José Martí, La caza de negros (1889).

 

La pérdida de los virreinatos americanos, consumada en 1824, fue un duro golpe para la economía peninsular, al privarla de un mercado reservado a sus manufacturas, una fuente barata de materias primas y abundantes ingresos tributarios. En 1826, de los 639 barcos extranjeros que visitaron puertos mexicanos, solo uno de ello fue español. Los mercaderes de Cádiz, que controlaban el 90% del comercio con América, nunca se recuperaron.

Seguras de la solidez de los lazos culturales y de sangre entre ambas orillas del Atlántico, las elites peninsulares se convencieron de que los “españoles americanos” –como se comenzó a llamar en el siglo XVIII a los antiguos indianos– terminarían regresando al redil. Entre 1840 y 1860, el gobierno de Madrid hizo varios intentos dispersos por reconquistar partes del antiguo imperio, uno de los más grandes que hayan existido. Ante las Cortes de Cádiz, el diputado por Asturias, Agustín Argüelles, dijo que “América existía por derecho en beneficio de España”. Era un espejismo.

Las nuevas identidades nacionales gestadas a lo largo de tres siglos no se podían sofocar ni destruir por las armas. El patriotismo de los curas rurales del bajo clero secular –en gran mayoría párrocos criollos y mestizos, como los mexicanos Hidalgo y Morelos– era americano, no español. Según escribe John Lynch en New Worlds.

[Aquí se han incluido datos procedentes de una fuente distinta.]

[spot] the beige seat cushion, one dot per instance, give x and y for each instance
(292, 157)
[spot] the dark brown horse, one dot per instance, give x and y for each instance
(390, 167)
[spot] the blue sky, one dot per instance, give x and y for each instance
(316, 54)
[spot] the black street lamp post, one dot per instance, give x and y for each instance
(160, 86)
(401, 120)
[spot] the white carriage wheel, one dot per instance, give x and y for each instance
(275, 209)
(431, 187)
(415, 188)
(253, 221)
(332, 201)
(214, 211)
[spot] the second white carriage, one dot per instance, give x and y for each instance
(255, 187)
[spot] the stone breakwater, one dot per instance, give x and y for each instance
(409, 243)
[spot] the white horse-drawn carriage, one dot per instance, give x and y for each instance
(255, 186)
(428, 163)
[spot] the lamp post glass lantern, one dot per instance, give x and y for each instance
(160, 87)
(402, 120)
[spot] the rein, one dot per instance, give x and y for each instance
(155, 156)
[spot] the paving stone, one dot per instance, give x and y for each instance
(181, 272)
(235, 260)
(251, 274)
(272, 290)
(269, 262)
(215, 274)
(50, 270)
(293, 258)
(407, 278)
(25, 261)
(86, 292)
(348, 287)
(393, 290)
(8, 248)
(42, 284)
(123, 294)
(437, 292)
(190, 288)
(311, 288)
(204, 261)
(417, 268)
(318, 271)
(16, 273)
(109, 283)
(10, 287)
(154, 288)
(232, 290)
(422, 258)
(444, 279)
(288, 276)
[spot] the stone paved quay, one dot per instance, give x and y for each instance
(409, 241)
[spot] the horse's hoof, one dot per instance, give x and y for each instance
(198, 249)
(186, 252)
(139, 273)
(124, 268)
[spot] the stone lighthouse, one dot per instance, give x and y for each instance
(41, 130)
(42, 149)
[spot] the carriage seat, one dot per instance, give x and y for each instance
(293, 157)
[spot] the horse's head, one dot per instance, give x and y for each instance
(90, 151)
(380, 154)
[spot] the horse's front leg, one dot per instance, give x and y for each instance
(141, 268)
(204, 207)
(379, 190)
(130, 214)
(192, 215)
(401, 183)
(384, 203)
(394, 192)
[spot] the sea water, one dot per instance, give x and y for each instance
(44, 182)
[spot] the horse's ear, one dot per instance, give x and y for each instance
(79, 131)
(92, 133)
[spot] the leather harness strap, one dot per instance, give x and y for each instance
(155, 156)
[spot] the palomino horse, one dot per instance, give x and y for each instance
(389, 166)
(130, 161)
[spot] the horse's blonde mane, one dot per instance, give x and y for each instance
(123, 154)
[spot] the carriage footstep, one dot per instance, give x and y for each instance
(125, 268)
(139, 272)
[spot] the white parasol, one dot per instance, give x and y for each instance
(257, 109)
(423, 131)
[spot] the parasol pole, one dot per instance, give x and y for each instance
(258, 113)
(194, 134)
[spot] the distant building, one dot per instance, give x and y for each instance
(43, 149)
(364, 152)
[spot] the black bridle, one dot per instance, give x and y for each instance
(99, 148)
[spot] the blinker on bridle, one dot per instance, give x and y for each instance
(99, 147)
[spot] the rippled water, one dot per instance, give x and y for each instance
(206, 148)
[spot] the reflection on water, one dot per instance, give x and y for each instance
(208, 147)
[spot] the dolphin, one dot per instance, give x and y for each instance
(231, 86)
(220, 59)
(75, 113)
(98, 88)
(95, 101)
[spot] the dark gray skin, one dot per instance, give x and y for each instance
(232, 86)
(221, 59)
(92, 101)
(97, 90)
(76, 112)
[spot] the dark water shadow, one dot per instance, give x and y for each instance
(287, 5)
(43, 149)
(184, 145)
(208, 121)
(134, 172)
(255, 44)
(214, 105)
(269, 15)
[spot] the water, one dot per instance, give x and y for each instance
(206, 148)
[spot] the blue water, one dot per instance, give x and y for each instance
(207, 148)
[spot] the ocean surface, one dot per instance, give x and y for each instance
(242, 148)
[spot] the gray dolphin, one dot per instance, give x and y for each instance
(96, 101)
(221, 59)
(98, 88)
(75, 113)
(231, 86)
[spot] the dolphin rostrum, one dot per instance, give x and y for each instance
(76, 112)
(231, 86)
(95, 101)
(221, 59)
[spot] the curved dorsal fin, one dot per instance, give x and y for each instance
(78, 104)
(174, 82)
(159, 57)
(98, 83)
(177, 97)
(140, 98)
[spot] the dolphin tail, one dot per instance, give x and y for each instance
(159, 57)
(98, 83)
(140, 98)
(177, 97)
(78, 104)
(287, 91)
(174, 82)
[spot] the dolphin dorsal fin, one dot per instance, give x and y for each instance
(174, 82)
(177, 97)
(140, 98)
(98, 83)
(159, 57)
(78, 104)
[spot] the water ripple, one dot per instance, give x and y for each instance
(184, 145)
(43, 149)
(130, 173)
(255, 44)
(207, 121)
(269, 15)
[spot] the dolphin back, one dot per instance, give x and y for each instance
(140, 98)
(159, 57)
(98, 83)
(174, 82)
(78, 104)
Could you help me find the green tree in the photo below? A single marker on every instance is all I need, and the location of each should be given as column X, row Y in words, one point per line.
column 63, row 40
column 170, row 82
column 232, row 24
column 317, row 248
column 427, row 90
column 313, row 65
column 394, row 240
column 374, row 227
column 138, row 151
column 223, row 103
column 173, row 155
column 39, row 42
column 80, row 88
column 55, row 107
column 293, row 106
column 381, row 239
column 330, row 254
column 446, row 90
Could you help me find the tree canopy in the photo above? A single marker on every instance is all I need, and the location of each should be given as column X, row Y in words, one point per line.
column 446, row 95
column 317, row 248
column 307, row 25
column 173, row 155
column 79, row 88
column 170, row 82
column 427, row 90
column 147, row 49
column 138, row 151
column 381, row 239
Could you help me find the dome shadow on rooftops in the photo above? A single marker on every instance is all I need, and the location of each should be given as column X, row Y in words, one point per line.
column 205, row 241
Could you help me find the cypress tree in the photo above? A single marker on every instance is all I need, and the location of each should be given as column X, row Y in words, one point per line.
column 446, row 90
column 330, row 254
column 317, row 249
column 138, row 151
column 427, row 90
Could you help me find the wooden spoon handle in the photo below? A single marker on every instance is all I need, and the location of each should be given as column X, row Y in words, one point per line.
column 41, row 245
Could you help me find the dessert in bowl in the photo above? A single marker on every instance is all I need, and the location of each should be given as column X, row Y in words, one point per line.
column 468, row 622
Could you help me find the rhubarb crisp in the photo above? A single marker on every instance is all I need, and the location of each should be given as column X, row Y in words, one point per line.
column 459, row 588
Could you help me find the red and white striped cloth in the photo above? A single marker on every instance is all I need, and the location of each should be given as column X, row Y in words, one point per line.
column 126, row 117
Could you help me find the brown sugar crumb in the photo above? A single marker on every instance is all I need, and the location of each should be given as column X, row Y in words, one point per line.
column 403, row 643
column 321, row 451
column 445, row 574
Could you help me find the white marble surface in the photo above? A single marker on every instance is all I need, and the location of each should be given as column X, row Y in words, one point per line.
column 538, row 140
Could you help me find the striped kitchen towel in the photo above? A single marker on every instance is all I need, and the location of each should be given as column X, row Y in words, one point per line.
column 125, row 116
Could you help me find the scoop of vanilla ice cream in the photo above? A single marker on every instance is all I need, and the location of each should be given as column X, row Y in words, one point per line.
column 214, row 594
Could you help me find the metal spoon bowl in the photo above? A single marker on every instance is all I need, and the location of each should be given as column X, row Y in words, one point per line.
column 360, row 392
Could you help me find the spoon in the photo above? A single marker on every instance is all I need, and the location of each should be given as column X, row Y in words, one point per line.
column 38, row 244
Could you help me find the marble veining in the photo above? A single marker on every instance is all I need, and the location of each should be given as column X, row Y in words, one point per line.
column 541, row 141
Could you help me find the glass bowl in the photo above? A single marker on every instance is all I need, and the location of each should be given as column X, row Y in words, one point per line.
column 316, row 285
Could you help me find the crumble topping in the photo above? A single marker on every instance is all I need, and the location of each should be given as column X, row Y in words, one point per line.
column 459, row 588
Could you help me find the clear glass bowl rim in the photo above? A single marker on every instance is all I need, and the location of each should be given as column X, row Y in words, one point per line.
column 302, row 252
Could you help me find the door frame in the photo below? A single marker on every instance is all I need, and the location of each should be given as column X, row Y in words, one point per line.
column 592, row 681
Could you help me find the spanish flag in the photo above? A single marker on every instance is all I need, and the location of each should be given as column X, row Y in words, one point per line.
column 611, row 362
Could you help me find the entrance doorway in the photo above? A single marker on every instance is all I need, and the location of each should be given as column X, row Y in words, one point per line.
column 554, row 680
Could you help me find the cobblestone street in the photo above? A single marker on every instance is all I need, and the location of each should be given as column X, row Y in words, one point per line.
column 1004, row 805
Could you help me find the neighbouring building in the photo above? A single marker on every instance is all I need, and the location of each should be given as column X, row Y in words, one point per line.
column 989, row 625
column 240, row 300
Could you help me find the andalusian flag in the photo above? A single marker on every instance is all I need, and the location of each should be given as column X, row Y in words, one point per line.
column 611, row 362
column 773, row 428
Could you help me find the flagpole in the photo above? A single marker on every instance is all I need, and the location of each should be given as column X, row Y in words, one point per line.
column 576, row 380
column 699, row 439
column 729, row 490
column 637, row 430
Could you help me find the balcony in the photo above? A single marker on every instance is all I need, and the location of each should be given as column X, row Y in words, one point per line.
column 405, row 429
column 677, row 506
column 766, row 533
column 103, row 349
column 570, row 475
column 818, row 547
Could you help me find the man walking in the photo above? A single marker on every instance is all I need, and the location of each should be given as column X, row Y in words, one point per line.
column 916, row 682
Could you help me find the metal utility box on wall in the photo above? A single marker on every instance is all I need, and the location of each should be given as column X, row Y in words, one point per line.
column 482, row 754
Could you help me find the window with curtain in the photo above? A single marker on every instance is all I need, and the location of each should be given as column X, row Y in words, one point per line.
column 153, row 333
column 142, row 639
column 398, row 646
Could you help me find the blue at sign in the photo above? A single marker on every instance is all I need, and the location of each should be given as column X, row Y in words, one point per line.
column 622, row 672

A Religious History of Latin America (2012), desde que comenzó la rebelión en 1810 hasta 1815, los realistas ejecutaron a 125 sacerdotes en México.

Uno de los jesuitas expulsados por Carlos III en 1767, Juan Pablo Vizcardo y Guzmán (Arequipa 1748, Londres 1798), escribió en su célebre Carta a los españoles americanos (1799) que “el Nuevo Mundo es nuestra patria y su historia es la nuestra”. El venezolano Rafael Lasso de la Vega, obispo de Mérida, explicó a Bolívar que “siempre me había gozado de haber nacido en América”, que no creía el derecho divino de los reyes y que fundamentaba su republicanismo en el derecho de los pueblos a elegir a sus gobernantes.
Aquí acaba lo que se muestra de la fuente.